TMMOB Jeoloji Mühendisleri Odası İzmir Şubesi Başkanı Alim Murathan, "Gelişmiş ülkelerde özellikle aktif yani diri fay hatları üzerinde tampon bölgeler oluşturuluyor. Bu alanlarda 25-250 metre arasında yapılaşma yasaklanıyor. Bizim deprem yönetmeliğinde öyle bir uygulamamız yok. İzmir'de 13 tane fay hattı var. Bu 13 aktif fayla ilgili birtakım özel önlemler alınmalı. Birçoğu kentin merkezinden geçiyor. Bu fayların tamamı 7 ve üzeri şiddette deprem üretme potansiyeline sahip olmasa da, İzmir fayı deprem üretmeyeli uzunca bir zaman oldu. Bu fay deprem üretme potansiyeli en yüksek faylardan bir tanesi. İzmir'de önemli bir kısmı kentin içinden geçen doğu-batı istikametinde 40 kilometreye yakın bu fay hattı üzerinde önlem alınması gerekir. Bunun yanında, bizim bir deprem master planına ihtiyacımız var. 1998'de yapılan bir planımız var. Büyükşehir Belediyesi ve İzmir Valiliği bu planı revize etmek için çalışıyor. Bu kentin en acil ihtiyaçlarından bir tanesi bu planın güncellenmesi ve bu planın önerdiği önlemlerin alınmasıdır. Bunun içerisinde yapı stokunun elden geçirilmesi, kentteki depreme dayanıksız olan zeminlerin haritalanması. Plan aynı zamanda bu alanlarda daha özel ve izin verilen yapıların yapılması gibi unsurlar içeriyor" dedi.

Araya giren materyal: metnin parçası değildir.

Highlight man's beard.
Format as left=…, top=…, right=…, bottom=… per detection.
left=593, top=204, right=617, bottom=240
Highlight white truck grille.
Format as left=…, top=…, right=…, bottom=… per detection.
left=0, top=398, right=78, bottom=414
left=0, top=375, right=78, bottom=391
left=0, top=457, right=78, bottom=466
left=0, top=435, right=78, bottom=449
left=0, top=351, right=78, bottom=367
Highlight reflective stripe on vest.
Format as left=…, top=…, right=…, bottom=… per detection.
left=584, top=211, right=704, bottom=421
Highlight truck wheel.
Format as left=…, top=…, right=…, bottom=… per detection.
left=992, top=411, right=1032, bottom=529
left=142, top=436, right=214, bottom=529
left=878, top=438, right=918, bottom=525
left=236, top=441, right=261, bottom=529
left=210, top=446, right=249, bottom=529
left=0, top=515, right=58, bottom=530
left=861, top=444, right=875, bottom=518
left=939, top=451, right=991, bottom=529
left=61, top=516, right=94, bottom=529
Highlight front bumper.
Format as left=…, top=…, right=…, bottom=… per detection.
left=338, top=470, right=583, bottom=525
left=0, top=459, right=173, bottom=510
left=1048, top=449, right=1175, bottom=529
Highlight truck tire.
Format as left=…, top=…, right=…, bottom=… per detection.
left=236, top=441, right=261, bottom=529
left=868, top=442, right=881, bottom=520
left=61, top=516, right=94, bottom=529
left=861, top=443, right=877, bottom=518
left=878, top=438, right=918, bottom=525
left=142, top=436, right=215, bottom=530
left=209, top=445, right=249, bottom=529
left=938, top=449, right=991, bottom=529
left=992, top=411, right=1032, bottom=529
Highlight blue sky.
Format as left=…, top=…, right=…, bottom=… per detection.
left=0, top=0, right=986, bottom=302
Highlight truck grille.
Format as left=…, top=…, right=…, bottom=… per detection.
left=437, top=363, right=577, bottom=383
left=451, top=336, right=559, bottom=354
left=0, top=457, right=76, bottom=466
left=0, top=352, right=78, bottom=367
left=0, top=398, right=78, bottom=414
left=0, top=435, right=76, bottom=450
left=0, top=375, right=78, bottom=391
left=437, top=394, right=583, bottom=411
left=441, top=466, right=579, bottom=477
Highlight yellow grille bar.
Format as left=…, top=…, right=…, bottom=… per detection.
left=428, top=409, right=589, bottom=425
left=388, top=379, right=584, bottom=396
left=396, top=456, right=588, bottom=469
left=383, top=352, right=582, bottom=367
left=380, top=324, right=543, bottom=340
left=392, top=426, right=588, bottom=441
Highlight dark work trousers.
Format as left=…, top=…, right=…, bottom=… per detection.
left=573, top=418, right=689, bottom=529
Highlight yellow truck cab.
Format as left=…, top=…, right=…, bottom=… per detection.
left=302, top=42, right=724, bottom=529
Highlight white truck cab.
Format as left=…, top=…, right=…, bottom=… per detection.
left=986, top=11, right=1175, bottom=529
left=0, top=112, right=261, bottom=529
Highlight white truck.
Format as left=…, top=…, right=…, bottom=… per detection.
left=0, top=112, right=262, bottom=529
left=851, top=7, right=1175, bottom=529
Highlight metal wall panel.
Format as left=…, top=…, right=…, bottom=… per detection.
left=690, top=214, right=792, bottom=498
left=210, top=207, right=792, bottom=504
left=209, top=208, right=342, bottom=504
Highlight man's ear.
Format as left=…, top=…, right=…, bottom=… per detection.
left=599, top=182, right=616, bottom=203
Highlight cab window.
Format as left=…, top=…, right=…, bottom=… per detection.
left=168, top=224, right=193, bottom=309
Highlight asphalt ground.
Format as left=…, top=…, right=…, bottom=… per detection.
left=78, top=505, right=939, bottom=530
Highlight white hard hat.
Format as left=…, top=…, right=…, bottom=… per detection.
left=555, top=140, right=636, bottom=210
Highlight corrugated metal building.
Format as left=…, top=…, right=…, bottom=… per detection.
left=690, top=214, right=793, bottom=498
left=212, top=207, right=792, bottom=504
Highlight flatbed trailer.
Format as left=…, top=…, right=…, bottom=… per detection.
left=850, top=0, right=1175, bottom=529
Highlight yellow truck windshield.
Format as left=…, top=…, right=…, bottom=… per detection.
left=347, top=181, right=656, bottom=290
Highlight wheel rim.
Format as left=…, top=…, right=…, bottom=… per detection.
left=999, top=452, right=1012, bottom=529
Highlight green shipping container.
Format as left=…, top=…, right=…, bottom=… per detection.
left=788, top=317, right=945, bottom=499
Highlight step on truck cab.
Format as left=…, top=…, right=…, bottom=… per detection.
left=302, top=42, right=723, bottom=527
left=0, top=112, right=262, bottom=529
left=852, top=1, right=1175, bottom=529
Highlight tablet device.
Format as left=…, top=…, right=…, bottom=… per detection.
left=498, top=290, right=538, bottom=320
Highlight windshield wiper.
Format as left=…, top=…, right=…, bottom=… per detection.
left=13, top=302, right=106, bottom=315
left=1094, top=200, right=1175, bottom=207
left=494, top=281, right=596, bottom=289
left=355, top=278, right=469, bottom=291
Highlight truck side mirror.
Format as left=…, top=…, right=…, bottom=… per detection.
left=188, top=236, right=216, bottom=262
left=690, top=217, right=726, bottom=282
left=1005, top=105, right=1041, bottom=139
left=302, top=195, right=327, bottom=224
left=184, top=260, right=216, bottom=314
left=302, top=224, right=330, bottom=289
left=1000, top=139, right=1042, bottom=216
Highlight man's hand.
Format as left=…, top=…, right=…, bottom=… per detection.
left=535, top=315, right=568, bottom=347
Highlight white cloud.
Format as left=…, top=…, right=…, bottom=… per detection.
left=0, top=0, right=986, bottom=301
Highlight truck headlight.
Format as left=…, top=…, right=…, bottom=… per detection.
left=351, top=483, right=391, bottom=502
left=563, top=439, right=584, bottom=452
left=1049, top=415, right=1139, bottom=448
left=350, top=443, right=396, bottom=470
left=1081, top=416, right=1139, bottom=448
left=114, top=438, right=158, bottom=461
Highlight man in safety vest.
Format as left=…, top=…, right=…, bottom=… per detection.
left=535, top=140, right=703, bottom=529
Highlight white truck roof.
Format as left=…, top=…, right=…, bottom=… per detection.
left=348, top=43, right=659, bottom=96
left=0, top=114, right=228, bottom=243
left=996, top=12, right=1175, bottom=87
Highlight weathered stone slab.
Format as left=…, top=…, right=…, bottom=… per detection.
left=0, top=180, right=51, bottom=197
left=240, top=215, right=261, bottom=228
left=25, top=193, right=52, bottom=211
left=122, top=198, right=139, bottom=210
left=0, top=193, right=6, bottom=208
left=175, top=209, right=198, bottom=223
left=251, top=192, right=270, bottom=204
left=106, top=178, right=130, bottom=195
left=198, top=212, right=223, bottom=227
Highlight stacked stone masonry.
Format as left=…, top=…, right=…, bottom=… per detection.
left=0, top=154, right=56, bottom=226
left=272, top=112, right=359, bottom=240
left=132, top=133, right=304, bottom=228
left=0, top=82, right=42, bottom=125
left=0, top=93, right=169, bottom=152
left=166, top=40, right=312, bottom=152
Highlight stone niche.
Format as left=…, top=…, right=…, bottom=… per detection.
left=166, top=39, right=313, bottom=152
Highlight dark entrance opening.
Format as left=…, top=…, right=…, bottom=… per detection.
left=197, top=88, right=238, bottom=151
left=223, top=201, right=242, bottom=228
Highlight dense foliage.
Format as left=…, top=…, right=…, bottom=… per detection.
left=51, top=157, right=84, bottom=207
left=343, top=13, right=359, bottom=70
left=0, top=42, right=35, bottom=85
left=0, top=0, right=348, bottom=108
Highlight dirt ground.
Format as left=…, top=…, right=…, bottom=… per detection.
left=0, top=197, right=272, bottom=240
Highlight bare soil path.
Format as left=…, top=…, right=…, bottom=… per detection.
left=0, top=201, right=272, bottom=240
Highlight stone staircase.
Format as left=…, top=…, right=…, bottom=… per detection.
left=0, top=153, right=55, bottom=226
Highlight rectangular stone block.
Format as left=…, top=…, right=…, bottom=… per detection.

‘MASTER PLAN GÜNCEL DEĞİL’ 

Murathan, İzmir'de tehlike altındaki bölgeleri ve olası riskleri ise şöyle özetledi: "Hiçbir yer için tamamen güvenli diyemeyiz ancak, Çiğli, Karşıyaka, Bayraklı gibi denizle bağlantılı olan ve alüvyon alanları ciddi bir risk taşıyor. Daha çok kaya zemin üzerine oturan İzmir'in yüksek noktaları yani, EVKA 3, Osmangazi, Karşıyaka'nın yüksek alanları daha güvenli. Deprem anında buraların riski daha az ancak bu yapılar depreme karşı güvenli anlamına gelmiyor. Standartlara uygun olmayan yapılar elbette güvensizdir. Seferihisar ve Balçova bölgesinde yapılan incelemelerde kaya zeminde olmasına karşın birçok dayanıksız yapı da tespit edilmiştir." sinancan-ozicer-uzmanlari-sessiz-faylar-korkutuyor

‘KUZEY DAHA TEHLİKELİ’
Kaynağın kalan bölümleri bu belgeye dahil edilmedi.